Edit to explain difference between this question and "exact duplicate": The proposed question has many answers, and they are written only to answer a conceptual question. My question is conceptual in nature, but I also asked for specific answer on how to do something functionally. Also, as I do not know what pass-by-reference and pass-by-value mean, how could I understand an answer to a question that I also do not understand? The answers available on the other question are not accessible to a layman who does not know the correct vocabulary. Unfortunately, I know "how" to do a lot of things with Java because I have taught myself, but often do not know the "what" or "why". Answering my question in terms of vocabulary words that I do not understand does not help, and is akin to me reading a textbook (which I have tried), and renders the point of asking the question mute. If you cannot answer it in a manner which the uninitiated can understand, and are unwilling to do so, you are so much hot air and certainly no better than the textbook. Thank you for your consideration.

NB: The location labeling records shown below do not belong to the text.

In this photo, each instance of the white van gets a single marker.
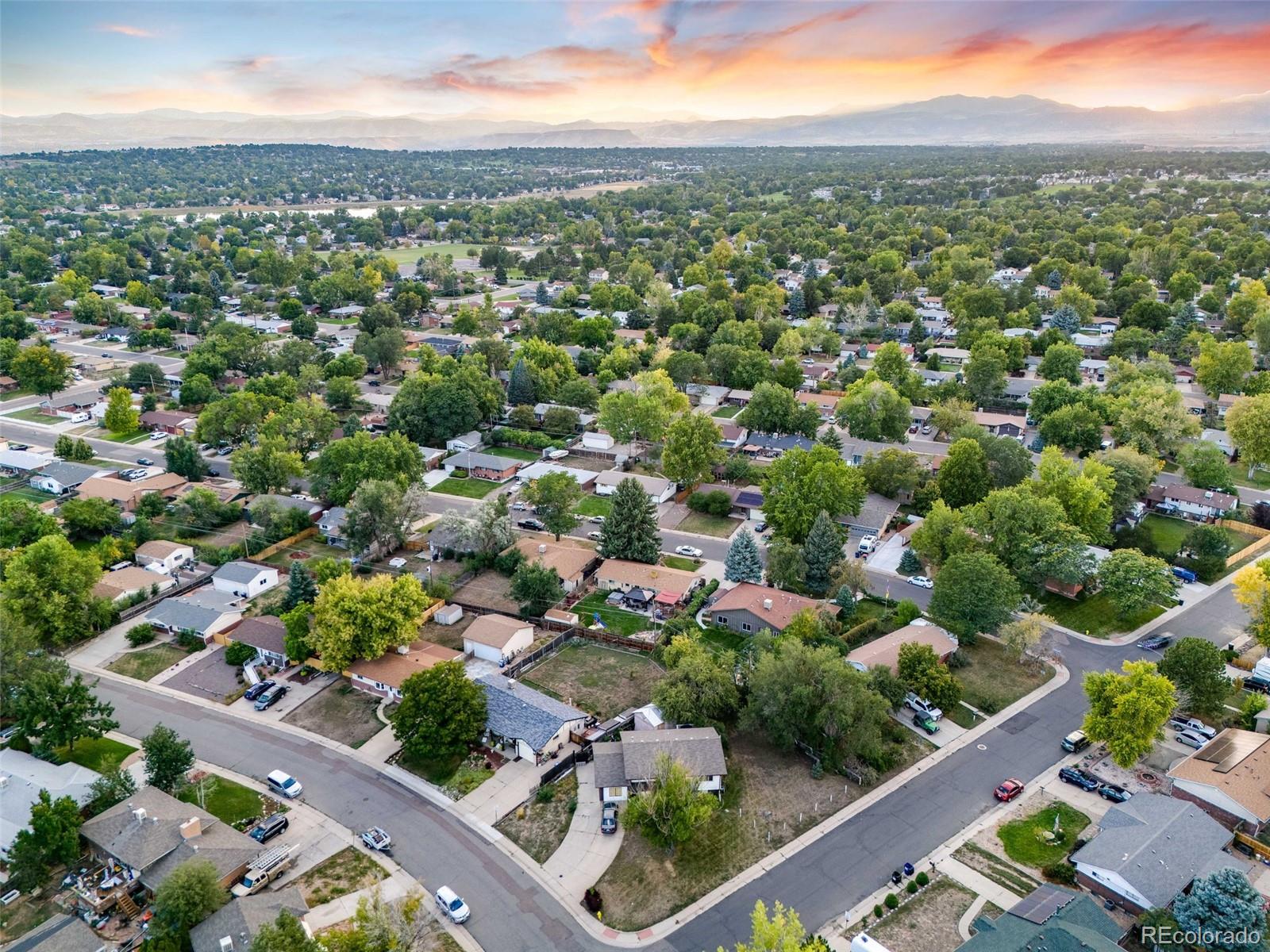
(283, 784)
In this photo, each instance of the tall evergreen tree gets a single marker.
(630, 530)
(743, 562)
(520, 387)
(822, 551)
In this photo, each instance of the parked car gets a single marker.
(1009, 790)
(451, 905)
(286, 785)
(926, 724)
(257, 689)
(925, 708)
(270, 828)
(1075, 742)
(1079, 778)
(1114, 793)
(271, 697)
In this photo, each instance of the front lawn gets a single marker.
(995, 679)
(601, 681)
(470, 488)
(1026, 841)
(595, 505)
(229, 801)
(146, 663)
(702, 524)
(616, 620)
(1095, 615)
(94, 753)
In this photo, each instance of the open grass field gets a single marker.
(94, 753)
(619, 620)
(598, 679)
(469, 488)
(994, 679)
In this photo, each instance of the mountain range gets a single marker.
(952, 120)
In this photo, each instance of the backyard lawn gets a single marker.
(595, 505)
(229, 801)
(616, 620)
(1095, 616)
(704, 524)
(146, 663)
(995, 679)
(601, 681)
(94, 753)
(1026, 842)
(470, 488)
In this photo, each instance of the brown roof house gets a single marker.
(749, 608)
(630, 763)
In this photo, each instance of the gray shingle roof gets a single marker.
(1156, 843)
(518, 712)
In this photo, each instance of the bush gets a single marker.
(140, 635)
(239, 654)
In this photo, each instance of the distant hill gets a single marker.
(952, 120)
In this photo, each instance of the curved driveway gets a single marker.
(512, 912)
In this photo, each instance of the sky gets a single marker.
(634, 60)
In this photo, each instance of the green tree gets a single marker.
(442, 712)
(973, 593)
(537, 588)
(630, 530)
(169, 758)
(554, 498)
(1128, 710)
(804, 482)
(672, 808)
(356, 619)
(1198, 670)
(1133, 581)
(743, 562)
(691, 450)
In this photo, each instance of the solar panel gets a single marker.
(1041, 903)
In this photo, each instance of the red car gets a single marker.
(1009, 790)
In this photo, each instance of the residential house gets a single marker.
(1191, 501)
(886, 651)
(498, 639)
(23, 776)
(1149, 850)
(244, 579)
(483, 466)
(267, 634)
(163, 556)
(658, 489)
(526, 723)
(571, 559)
(152, 833)
(130, 581)
(61, 478)
(1227, 780)
(385, 674)
(233, 927)
(749, 608)
(671, 585)
(1048, 918)
(178, 424)
(464, 442)
(629, 763)
(333, 527)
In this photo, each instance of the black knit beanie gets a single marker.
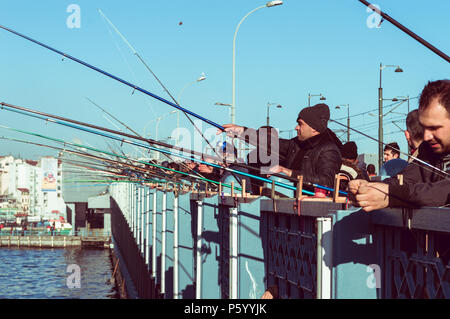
(350, 150)
(316, 116)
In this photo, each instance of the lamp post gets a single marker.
(156, 126)
(268, 105)
(380, 114)
(338, 107)
(233, 104)
(201, 78)
(322, 98)
(224, 104)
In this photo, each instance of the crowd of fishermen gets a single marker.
(318, 156)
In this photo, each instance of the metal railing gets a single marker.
(198, 245)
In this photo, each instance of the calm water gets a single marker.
(46, 273)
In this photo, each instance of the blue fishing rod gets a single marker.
(122, 140)
(135, 87)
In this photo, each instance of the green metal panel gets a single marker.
(185, 248)
(355, 268)
(251, 265)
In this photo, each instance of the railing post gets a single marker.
(198, 271)
(233, 261)
(324, 246)
(154, 227)
(163, 243)
(147, 236)
(143, 214)
(175, 246)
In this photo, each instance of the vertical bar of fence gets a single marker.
(233, 253)
(324, 271)
(147, 236)
(139, 218)
(198, 271)
(155, 195)
(175, 246)
(163, 243)
(136, 213)
(143, 215)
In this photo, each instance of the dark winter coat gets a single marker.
(422, 185)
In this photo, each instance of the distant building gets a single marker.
(31, 187)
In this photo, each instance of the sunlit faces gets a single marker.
(436, 123)
(304, 131)
(388, 155)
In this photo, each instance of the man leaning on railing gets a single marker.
(425, 182)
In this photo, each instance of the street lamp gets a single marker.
(268, 105)
(201, 78)
(338, 107)
(156, 127)
(380, 113)
(233, 104)
(224, 104)
(322, 98)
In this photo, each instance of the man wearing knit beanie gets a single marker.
(350, 169)
(313, 154)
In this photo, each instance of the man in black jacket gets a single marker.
(314, 153)
(424, 184)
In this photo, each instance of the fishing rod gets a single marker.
(160, 150)
(407, 31)
(107, 153)
(427, 165)
(137, 134)
(8, 107)
(135, 87)
(162, 85)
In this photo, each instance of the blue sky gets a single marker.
(283, 54)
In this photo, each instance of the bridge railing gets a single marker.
(205, 245)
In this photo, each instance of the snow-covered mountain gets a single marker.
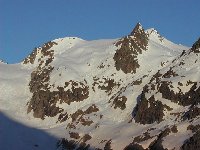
(137, 92)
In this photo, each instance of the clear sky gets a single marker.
(25, 24)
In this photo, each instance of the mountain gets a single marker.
(137, 92)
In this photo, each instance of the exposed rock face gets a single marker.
(193, 143)
(43, 102)
(196, 46)
(120, 102)
(129, 48)
(134, 146)
(149, 111)
(151, 98)
(80, 117)
(44, 50)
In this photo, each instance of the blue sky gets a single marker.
(25, 24)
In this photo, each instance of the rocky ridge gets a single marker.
(106, 94)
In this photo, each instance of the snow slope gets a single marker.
(111, 93)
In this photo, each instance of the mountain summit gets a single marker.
(140, 91)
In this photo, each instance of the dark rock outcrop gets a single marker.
(129, 48)
(148, 111)
(193, 143)
(196, 46)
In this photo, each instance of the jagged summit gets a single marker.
(3, 62)
(135, 92)
(196, 45)
(137, 29)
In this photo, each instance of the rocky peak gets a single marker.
(2, 62)
(129, 47)
(137, 29)
(196, 46)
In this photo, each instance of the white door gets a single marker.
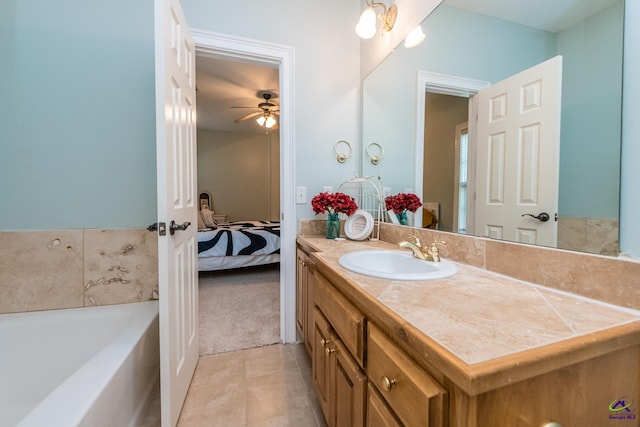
(177, 248)
(518, 156)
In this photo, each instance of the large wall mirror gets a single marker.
(429, 140)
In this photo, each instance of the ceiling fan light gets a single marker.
(267, 121)
(270, 122)
(366, 26)
(415, 37)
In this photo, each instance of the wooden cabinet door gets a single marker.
(309, 306)
(348, 391)
(301, 294)
(378, 413)
(321, 368)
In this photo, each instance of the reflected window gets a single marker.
(462, 175)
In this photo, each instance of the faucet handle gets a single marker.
(435, 243)
(433, 249)
(415, 240)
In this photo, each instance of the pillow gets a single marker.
(201, 224)
(207, 217)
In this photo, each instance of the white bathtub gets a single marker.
(78, 367)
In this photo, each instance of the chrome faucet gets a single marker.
(429, 254)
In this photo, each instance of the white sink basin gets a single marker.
(395, 265)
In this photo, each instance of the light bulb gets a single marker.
(415, 37)
(267, 122)
(366, 26)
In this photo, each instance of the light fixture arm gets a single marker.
(388, 17)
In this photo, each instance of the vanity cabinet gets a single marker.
(413, 396)
(304, 298)
(373, 367)
(338, 378)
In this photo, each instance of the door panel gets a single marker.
(518, 151)
(176, 169)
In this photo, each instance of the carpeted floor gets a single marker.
(239, 308)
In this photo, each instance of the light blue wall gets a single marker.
(77, 108)
(77, 114)
(591, 111)
(630, 199)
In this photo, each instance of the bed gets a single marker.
(238, 244)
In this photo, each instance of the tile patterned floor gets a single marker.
(266, 386)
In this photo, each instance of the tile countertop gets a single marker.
(481, 324)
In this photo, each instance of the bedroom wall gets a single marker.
(242, 172)
(326, 67)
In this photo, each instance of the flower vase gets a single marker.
(333, 226)
(402, 218)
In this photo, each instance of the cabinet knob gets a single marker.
(388, 384)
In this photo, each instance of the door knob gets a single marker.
(542, 216)
(173, 227)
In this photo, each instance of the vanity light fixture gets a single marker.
(366, 26)
(415, 37)
(375, 158)
(340, 156)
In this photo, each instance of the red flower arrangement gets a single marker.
(402, 202)
(333, 203)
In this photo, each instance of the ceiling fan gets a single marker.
(266, 114)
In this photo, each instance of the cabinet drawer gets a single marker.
(378, 414)
(414, 396)
(345, 319)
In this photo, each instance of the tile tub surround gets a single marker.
(483, 330)
(52, 269)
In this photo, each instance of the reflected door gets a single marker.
(518, 156)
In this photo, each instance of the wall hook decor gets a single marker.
(375, 158)
(340, 156)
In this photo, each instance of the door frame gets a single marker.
(446, 85)
(224, 45)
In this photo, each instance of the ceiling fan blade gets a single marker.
(247, 117)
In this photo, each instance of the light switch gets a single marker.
(301, 195)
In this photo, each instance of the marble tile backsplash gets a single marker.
(608, 279)
(45, 270)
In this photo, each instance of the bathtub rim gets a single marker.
(89, 381)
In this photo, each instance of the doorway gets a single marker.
(281, 57)
(453, 86)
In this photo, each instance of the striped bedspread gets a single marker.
(240, 238)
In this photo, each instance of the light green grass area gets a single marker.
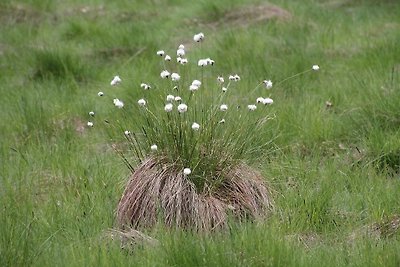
(334, 169)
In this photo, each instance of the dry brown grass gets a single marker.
(159, 193)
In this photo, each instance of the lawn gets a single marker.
(333, 155)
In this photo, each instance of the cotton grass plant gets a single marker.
(189, 138)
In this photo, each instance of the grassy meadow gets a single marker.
(334, 159)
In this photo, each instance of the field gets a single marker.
(334, 155)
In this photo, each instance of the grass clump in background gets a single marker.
(334, 167)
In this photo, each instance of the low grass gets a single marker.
(334, 169)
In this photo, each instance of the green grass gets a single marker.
(335, 171)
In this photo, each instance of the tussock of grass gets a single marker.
(158, 192)
(335, 170)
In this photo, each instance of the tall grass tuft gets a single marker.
(188, 144)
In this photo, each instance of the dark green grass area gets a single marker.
(333, 164)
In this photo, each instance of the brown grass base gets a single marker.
(159, 193)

I was getting a bunch of NaNs in my matrices when doing some operations and decided to run through the NetBeans Debugger. I found the issue, and fixed it but would like to know why it was happening. Here is my original code for a method:
public static double[] row_scalar_mult(double scale, double[] row){
for(int i=0; i<row.length;i++){
row[i] = row[i]*scale;
}
return row;
}
What I found was that the row of the 2D array that I passed to this method got acted on directly, which was not the intent. I thought that the method was supposed to just make a copy of it or some such thing and use it without changing what it was given. I fixed it below:
public static double[] row_scalar_mult(double scale, double[] row){
double[] result = new double[row.length];
for(int i=0; i<row.length;i++){
result[i] = row[i]*scale;
}
return result;
}
But I am curious about this happening conceptually, and if there is some simple way to declare a variable or a method that keeps the input of the method intact outside the method. Also, I'm sure there is terminology for all of what I'm saying, but I didn't know what words to use in the search. I hope this isn't a repeat.